Michael Pitts
Professor of Psychology
Psychology Department
Division of Philosophy, Religion, Psychology, and Linguistics
I joined the Reed faculty in 2011, after earning a Ph.D. in Psychology from Colorado State University in 2007, followed by four years of post-doctoral research in Neuroscience at UCSD. My primary research interests center around the search for the neural substrates of consciousness. In psychology and cognitive neuroscience, it is generally accepted that most of what the brain does, it does so automatically, unconsciously. Because we have conscious experiences, however, some aspects of what the brain does must result in our subjective awareness of the world and of our own thoughts and feelings. A key unanswered question that my research seeks to resolve is: How does brain activity differ during conscious versus unconscious processing of objects and events in our world?

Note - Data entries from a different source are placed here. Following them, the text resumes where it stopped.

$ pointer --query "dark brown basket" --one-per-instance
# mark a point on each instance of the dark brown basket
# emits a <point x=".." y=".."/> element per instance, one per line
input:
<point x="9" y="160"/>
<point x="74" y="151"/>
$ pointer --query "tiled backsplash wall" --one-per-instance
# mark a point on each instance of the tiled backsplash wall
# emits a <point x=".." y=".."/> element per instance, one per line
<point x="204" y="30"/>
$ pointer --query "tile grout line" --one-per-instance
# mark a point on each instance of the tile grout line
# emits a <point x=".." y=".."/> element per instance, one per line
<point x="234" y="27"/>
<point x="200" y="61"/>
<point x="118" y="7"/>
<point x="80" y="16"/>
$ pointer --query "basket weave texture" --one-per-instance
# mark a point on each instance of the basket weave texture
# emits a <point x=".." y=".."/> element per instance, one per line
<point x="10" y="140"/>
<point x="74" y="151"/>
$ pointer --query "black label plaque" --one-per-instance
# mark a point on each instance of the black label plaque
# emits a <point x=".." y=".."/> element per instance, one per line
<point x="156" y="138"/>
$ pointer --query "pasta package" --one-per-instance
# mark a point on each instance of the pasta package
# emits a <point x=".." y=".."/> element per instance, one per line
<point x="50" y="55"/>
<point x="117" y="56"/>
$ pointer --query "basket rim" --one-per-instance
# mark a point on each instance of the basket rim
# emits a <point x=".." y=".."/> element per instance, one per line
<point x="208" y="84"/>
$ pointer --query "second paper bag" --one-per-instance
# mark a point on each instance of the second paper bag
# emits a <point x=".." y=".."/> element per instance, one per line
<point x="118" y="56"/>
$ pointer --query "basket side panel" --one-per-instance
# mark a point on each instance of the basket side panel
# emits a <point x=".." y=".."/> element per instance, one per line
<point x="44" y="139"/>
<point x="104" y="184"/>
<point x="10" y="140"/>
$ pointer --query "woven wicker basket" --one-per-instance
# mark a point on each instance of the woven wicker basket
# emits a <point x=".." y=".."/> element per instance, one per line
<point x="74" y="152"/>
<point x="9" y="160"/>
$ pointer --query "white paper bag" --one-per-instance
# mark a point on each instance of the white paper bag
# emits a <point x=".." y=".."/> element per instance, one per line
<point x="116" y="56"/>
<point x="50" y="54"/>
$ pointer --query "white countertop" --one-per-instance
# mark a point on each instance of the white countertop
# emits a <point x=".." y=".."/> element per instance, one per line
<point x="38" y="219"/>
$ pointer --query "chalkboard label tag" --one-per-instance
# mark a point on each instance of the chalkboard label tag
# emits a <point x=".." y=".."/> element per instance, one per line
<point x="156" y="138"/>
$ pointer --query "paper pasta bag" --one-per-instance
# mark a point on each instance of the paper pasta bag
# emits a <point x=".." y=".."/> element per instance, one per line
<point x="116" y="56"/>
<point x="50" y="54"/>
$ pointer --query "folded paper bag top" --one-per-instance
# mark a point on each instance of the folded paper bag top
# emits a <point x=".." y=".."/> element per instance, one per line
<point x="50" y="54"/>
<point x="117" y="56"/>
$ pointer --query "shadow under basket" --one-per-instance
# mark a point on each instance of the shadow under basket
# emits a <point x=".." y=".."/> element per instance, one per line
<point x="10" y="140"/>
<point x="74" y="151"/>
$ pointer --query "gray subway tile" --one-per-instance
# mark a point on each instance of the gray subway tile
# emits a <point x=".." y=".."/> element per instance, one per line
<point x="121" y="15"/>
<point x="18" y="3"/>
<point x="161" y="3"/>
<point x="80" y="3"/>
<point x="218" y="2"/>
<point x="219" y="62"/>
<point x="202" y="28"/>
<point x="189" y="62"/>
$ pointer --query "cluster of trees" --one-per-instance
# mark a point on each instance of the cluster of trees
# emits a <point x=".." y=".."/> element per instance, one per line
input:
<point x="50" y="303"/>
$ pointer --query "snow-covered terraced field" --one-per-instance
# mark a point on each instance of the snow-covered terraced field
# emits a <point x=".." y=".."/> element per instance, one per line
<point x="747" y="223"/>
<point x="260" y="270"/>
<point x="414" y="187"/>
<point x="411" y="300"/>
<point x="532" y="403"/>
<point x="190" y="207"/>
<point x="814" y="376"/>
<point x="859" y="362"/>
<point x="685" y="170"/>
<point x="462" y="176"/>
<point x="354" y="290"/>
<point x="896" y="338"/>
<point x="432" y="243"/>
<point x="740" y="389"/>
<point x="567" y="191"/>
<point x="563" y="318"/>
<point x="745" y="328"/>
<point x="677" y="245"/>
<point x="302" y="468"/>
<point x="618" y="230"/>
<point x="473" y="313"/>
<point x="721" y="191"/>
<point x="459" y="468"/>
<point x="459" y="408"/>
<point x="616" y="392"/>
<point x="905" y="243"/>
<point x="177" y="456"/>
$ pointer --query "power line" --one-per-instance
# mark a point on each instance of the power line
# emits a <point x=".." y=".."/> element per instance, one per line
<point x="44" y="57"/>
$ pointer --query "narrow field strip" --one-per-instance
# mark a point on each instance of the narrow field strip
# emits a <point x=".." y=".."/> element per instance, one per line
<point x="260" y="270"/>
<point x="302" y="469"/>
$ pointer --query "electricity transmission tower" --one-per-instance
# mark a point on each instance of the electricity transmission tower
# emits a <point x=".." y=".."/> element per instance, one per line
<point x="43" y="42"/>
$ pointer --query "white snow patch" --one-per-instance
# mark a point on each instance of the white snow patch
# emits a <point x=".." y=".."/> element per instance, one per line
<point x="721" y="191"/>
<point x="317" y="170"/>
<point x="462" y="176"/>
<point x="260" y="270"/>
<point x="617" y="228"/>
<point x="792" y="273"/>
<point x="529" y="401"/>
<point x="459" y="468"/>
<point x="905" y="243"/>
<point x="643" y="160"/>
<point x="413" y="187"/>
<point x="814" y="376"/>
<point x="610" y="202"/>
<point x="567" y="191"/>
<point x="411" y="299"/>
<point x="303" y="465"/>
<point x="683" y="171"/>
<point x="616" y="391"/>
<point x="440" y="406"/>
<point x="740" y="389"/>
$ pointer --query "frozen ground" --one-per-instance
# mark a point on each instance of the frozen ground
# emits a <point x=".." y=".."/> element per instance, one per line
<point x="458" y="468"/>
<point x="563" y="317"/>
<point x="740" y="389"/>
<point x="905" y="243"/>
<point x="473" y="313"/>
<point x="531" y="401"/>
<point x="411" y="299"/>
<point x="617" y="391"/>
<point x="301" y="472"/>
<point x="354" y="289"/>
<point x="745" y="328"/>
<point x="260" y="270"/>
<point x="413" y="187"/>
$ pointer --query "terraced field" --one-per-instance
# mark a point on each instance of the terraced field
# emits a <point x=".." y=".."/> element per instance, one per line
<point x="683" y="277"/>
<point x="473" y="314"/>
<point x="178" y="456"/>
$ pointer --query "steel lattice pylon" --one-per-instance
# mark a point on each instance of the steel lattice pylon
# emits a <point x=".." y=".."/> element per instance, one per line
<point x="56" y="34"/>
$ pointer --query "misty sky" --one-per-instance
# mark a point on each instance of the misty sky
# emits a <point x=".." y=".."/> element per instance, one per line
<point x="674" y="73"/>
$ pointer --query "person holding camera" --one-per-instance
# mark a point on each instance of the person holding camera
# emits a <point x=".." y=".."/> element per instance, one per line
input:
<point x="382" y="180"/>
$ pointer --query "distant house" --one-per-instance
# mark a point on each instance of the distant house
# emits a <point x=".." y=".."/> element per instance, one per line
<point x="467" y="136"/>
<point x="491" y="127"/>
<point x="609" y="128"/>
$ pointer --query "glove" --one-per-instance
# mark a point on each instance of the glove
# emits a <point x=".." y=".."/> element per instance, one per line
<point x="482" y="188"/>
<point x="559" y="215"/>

To address this question, the primary strategy I use is to compare brain activity elicited by the same physical stimulus (typically visual or auditory) when it is perceived versus not-perceived, or perceived as X versus Y. In my lab we measure electrical brain activity non-invasively with EEG and use psychophysics, behavioral tasks, and eye tracking to manipulate attention and awareness in human subjects. My teaching relates to my research by providing students with a background in cognitive neuroscience methods, sensation and perception research, and specialized investigations into the neuroscience of consciousness and attention and consciousness research. I currently share research space with my colleague, Enriqueta Canseco-Gonzalez who studies neural mechanisms of language processing, and our lab is collectively known as the "SCALP Lab," an acronym for "Sensation, Cognition, Attention, Language, and Perception Lab."